The results suggest that one very fundamental job of sleep — perhaps underlying a network of other effects — is to regulate the ancient biochemical process of oxidation, by which individual electrons are snapped on and off molecules in service to everything from respiration to metabolism. Sleep, the researchers imply, is not solely the province of neuroscience, but something more deeply threaded into the biochemistry that knits together the animal kingdom.

More Fatal Than Starvation

The first studies to investigate total sleep deprivation had a maniacal quality to them. In Rome in 1894, Maria Mikhailovna Manaseina, a Russian biochemist, made a presentation at the International Congress of Medicine about her experiments on 10 puppies. She and her lab assistants had kept the dogs awake and in constant motion 24 hours a day; within about five days, all the puppies had died. Sleep deprivation seemed to kill puppies much more quickly than starvation, she reported: “The total absence of sleep is more fatal for the animals than the total absence of food.”

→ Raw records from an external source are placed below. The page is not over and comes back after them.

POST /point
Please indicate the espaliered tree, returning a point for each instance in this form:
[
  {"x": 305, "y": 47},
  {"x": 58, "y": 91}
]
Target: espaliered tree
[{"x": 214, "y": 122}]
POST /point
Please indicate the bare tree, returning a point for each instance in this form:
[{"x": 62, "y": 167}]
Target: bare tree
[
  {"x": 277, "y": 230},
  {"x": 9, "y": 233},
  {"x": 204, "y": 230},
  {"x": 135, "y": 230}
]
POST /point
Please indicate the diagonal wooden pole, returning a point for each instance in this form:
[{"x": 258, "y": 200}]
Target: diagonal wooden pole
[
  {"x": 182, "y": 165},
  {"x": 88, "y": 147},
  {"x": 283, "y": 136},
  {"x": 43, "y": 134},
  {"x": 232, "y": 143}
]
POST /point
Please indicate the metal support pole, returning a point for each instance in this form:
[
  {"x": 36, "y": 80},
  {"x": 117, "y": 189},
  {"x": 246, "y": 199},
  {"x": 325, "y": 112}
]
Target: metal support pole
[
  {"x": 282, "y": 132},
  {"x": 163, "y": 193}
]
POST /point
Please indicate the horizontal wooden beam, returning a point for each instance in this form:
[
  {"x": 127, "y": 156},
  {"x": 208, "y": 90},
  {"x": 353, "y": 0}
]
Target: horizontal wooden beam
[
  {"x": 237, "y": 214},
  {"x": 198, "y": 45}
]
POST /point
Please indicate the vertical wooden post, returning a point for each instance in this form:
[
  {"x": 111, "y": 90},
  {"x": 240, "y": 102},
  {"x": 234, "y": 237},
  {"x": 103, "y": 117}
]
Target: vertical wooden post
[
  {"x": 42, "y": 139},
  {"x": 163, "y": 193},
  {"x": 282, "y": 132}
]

Autopsies revealed that the puppies’ tissues were in bad repair, particularly in the brain, which was rife with hemorrhages, damaged blood vessels and other gruesome features. Sleep, Manaseina concluded, is not a useless habit. It does something profound for brain health.

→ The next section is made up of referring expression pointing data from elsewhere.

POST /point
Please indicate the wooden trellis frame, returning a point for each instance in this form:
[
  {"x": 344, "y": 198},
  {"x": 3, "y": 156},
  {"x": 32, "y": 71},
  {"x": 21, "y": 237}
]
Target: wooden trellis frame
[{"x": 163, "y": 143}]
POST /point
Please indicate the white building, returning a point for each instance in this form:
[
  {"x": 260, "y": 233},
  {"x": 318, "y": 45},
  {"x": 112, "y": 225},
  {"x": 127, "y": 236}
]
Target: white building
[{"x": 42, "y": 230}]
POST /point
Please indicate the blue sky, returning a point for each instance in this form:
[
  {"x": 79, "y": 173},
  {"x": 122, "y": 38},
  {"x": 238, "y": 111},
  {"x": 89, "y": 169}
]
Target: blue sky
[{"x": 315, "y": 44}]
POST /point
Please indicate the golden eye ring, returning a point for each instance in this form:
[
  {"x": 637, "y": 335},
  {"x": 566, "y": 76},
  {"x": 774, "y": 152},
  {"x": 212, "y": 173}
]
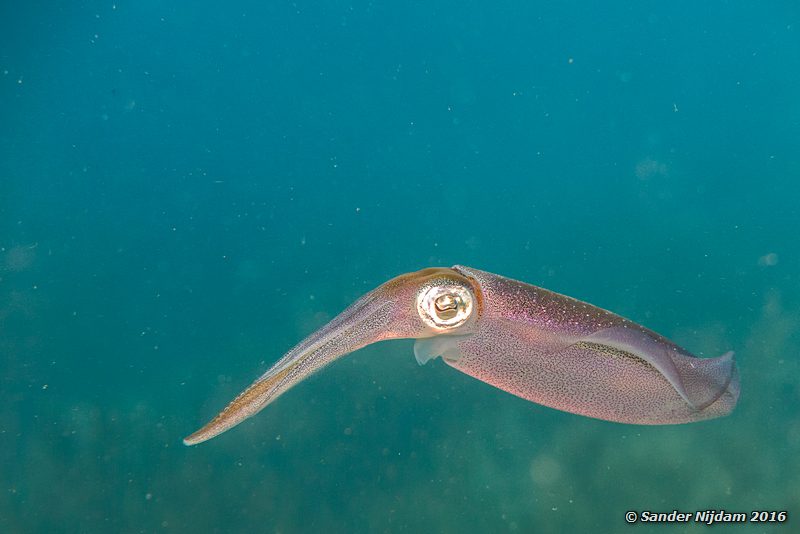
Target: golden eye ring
[{"x": 446, "y": 306}]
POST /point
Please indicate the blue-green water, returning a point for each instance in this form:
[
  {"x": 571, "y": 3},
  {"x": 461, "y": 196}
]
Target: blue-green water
[{"x": 187, "y": 190}]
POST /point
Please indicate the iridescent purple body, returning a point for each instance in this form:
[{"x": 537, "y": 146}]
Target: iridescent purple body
[{"x": 542, "y": 346}]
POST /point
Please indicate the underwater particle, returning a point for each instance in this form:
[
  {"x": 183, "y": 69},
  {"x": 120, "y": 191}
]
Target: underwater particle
[
  {"x": 545, "y": 470},
  {"x": 768, "y": 260},
  {"x": 650, "y": 168},
  {"x": 20, "y": 257}
]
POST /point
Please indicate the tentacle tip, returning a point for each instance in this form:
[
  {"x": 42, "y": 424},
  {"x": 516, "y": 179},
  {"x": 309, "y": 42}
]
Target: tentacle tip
[{"x": 193, "y": 439}]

More all-day, all-night dog walking followed. In 1898 Lamberto Daddi, an Italian researcher, published detailed drawings of the brains of dogs that had been sleep-deprived; he reported apparent degenerative damage in the brain, similar to that seen in dogs that had faced other stressors. Around the same time, the psychiatrist Cesar Agostini kept dogs in cages rigged with bells that jangled horribly whenever they tried to lie down and sleep, and in the 1920s researchers in Japan did something similar with cages studded with nails.

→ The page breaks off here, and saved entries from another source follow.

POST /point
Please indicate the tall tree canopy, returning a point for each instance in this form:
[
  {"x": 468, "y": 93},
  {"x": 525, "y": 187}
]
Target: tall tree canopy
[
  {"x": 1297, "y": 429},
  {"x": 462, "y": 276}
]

The studies, aside from their consistent cruelty, had a similar weakness: They had no valid controls. The dogs had died and their tissues looked abnormal — but was that truly because they had not slept? Or was it because nonstop walks and stimulation are inherently stressful? Separating the effects of sleeplessness from being kept on your feet until it killed you seemed impossible.

The Turntable Cage

It took decades for scientists to return to the question in a serious way. In the 1980s, Allan Rechtschaffen, a sleep researcher at the University of Chicago celebrated for his pioneering work on narcolepsy, began to design experiments that could separate the effects of overstimulation from those of sleeplessness. He devised a rat cage in the form of a turntable suspended over water. A divider ran down the middle, so animals could live on either side while the turntable floor beneath them spun freely. Into the device the experimenters put pairs of rats, one of which was destined to be denied sleep. Whenever that rat tried to rest, the scientists spun the table, nudging both rats awake and sometimes pushing them into the water.

This setup ensured that although both rats fell into the water equally often, the control rat could still catch some winks whenever the rat denied sleep was active. In fact, control rats managed to sleep about 70% as much as they normally would, suffering only mild sleep deprivation. The unluckier experimental rats got less than 9%, almost total sleep loss.

Both sets of rats were disturbed the same number of times. Both suffered the stress of falling into the water and having to clamber back out, dripping. But only the severely sleep-deprived rats began to decline. Their fur grew rough and disheveled, and it went from white to a mangy yellow. They developed lesions on their skin. They lost weight. After around 15 days on average, they died. Rechtschaffen had discovered a way to show that sleep loss itself really did kill.

For the graduate students running these experiments, the days were long. “The lab was in an apartment building, so you’d have a bedroom next to an animal testing room,” said Ruth Benca, a professor of psychiatry at the University of California, Irvine who worked with Rechtschaffen for some years. “They had bedrooms next to the rooms where their animals were being deprived so they could monitor around the clock.”